Microphone	Microphone (NSMicrophoneUsageDescription)	Voice calls, recording, voice input	No audio-related feature
Bluetooth	Bluetooth (NSBluetoothAlwaysUsageDescription)	IoT devices, wearables, accessories	App has no hardware/device interaction
Notifications	Notifications (UNUserNotificationCenter)	Alerts, messages, reminders	Spammy or excessive notifications
Tracking	App Tracking Transparency (ATT)	Ads personalization, analytics	App unrelated to ads asks for tracking
Local Network	Local Network (NSLocalNetworkUsageDescription)	Smart home, device discovery	No local device interaction
Motion / Fitness	Motion (NSMotionUsageDescription)	Fitness apps, step tracking	App unrelated to activity tracking

Simple rule to evaluate permissions

When you are considering to install a new mobile application:

Anticipate what functions that app may have,
Check the Permissions that app requires
Then ask yourself: “Does this feature really need this permission?”

If there are permissions that is not aligned with expected functions:

Then slow down, don’t rush to install for whatever reason.
Find alternative applications, compare Permissions among them.
If you not sure but want to check the app, use Emulators to test it first. Emulators is virtual smart phones and can be created via tools such as Genymotion, VirtualBox and a few others. Emulators is isolated environment and do not contain your data.
If you know any experts in cybersecurity field, ask them for advise.

3. Monitor phone’s performance

Welcome to the level 3 of malice: Zero Day Exploitation

Thanks to strictly review process of AppStore and PlayStore, most of malicious mobile app is banned. But optimism is not a recommended character in cybersecurity field. Zero Day is vulnerabilities that is unknown by public, even among experts, and in fact, they are weaponized by many governments as a national strength.

Android & iOS itself is softwares. Softwares might have bugs and security holes. These vulnerabilities is actively hunted by experts in cybersecurity industry and sponsored by governments. Once a Zero Day is discovered, it becomes a secret weapon for cybercriminal groups to attack or infiltrate system on over the world. Mobile app is not immune. If there is some vulnerabilities in operating systems, here is Android or iOS, then it will be the target for level 3 of malice.

Although it is rare, but it still a case for us – regular users – to keep an eye on. After install an application from Google Play Store, or AppStore, pay attention on device performance:

whether it get slower,
or hotter,
or get lagged
or any abnormal behaviors.

Vulnerabilities has many forms, it is hard to explain on a single post here but many of its form create a lot workload on device, as a try to exploiting, so it may make the phone slower, hotter, or lagged.
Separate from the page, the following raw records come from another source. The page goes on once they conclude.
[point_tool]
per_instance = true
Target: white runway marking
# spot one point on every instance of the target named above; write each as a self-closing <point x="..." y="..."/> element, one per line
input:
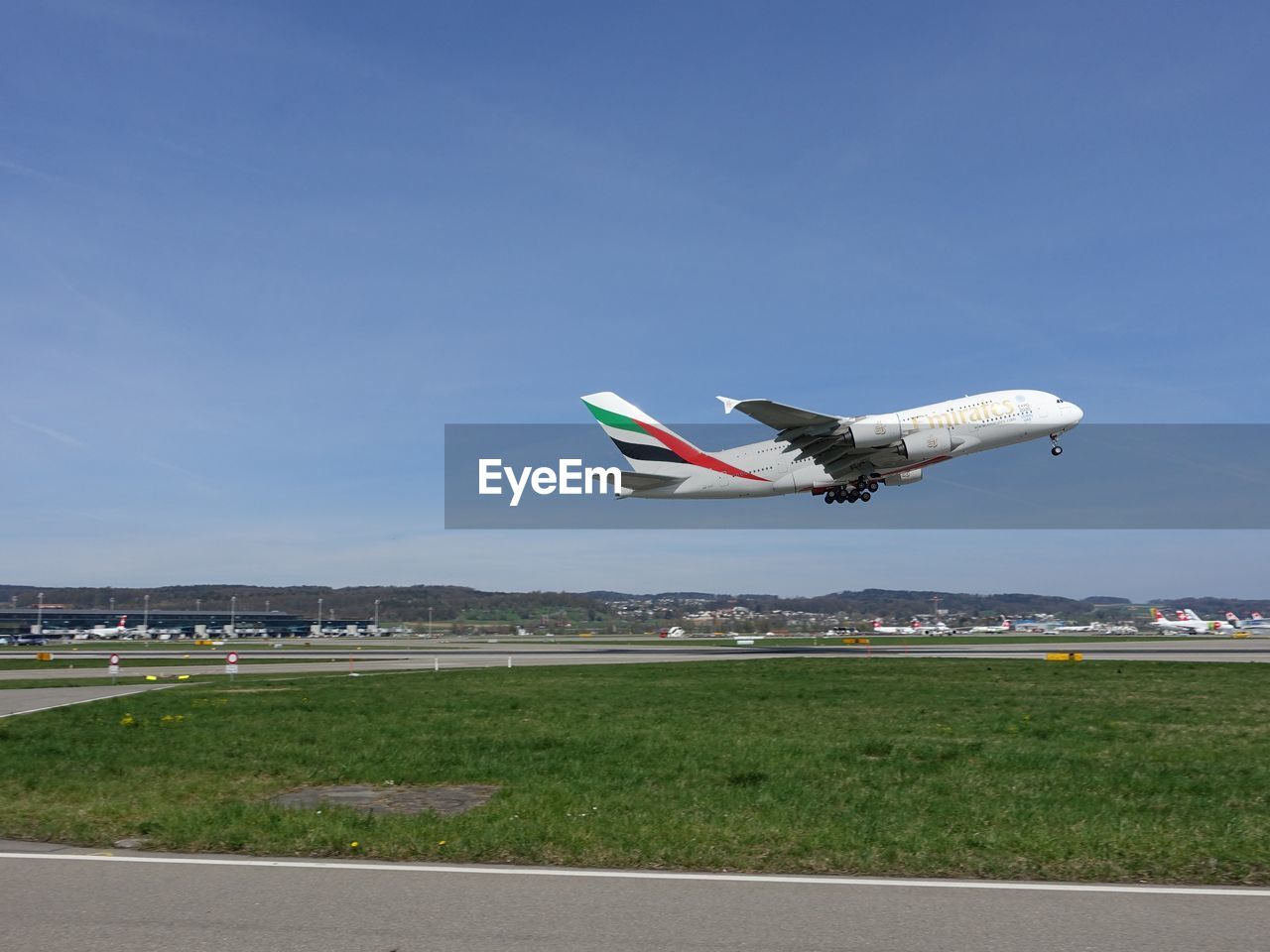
<point x="647" y="875"/>
<point x="87" y="699"/>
Example: a well-known Spyware

One of the most well-known cases of this level 3 of malice involves commercial spyware: Pegasus, developed by NSO Group. This spyware has successfully stolen sensitive data on user’s phone often without any visible permission prompts. The trick flow is like so:

NSO Group Deliver Pegasus via app or link. Target users receives a message that trick them to install the app. The app looks absolutely normal since it require minimal permissions.
Once installed, Hidden zero-day exploit triggers. The app, or content inside it, exploits an unknown vulnerability in Android.
Privilege escalation: The exploit gains deeper system access than normal apps should have and bypasses Android’s sandbox protections.
Silent data access: then NSO Group can access Messages, Camera / microphone, Location without user’s awareness

This attacks are extremely expensive and used for targeted surveillance, not mass scams. Once the exploit method is discovered, it can be quickly patched by developers behind Android & iOS system. But the problem is it really hard to discover.
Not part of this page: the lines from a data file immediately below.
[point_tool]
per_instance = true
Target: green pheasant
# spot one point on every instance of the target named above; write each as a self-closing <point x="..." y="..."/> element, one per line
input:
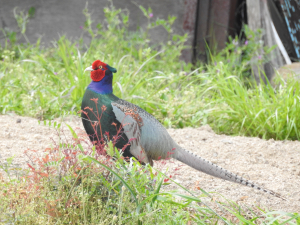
<point x="140" y="134"/>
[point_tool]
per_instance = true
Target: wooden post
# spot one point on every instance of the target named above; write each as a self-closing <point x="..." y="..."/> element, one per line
<point x="259" y="18"/>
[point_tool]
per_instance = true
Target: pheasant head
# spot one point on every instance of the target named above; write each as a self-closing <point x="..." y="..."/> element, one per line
<point x="101" y="75"/>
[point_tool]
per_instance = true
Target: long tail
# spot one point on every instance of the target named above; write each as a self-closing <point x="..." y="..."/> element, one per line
<point x="212" y="169"/>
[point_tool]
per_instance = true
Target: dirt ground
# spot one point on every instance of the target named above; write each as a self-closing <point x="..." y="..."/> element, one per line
<point x="272" y="164"/>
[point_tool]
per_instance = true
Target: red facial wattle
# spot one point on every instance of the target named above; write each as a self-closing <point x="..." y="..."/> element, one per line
<point x="98" y="72"/>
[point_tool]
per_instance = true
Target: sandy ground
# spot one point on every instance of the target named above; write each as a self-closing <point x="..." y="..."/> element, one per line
<point x="272" y="164"/>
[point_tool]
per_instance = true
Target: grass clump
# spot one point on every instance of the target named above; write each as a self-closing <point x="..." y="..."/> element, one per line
<point x="74" y="182"/>
<point x="50" y="82"/>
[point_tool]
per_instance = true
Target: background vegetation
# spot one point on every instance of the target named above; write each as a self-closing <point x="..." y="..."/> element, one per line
<point x="75" y="185"/>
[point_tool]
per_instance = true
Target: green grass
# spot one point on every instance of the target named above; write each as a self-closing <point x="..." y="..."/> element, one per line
<point x="49" y="82"/>
<point x="77" y="185"/>
<point x="79" y="188"/>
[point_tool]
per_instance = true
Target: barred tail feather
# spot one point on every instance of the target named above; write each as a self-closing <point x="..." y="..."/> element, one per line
<point x="212" y="169"/>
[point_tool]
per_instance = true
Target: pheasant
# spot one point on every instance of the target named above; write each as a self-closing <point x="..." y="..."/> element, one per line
<point x="142" y="136"/>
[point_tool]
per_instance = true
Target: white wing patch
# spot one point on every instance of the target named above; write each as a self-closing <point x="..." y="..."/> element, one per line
<point x="132" y="130"/>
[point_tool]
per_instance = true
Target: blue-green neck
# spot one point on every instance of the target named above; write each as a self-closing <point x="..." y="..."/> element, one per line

There isn’t just one single CVE for Pegasus. It has used multiple zero-day vulnerabilities over time, often chaining several together. Here are some of the most well-known ones:

Notable CVEs linked to Pegasus campaigns

1. FORCEDENTRY exploit chain (2021)

CVE-2021-30860
Affected: iOS (Apple devices)
Type: CoreGraphics / PDF parsing vulnerability

What it did:

Delivered via iMessage (no user interaction needed)
Exploited how the system processed malicious image/PDF data
Led to full device compromise

👉 This was one of the most advanced zero-click exploits ever discovered

2. WhatsApp exploit (2019)

CVE-2019-3568
Affected: WhatsApp on Android & iOS
Type: buffer overflow in VoIP call handling

What it did:

Attacker placed a WhatsApp call
Even if you didn’t answer → exploit could trigger
Installed spyware silently

3. Chrome sandbox escape (used in chains)

CVE-2020-6418
Affected: Google Chrome (Android)

What it did:

Used as part of a chain to escape browser sandbox
Combined with other bugs to gain deeper access

4. KISMET (suspected chain, 2020)

No single confirmed CVE publicly disclosed
Targeted iMessage (iOS 13)

What it did:

Zero-click exploit (no interaction)
Predecessor to FORCEDENTRY

To understand more about these CVE in the future, please subscribe so when the-tech-lead.com post any, you will be informed. Each of CVE deserves a long post itself.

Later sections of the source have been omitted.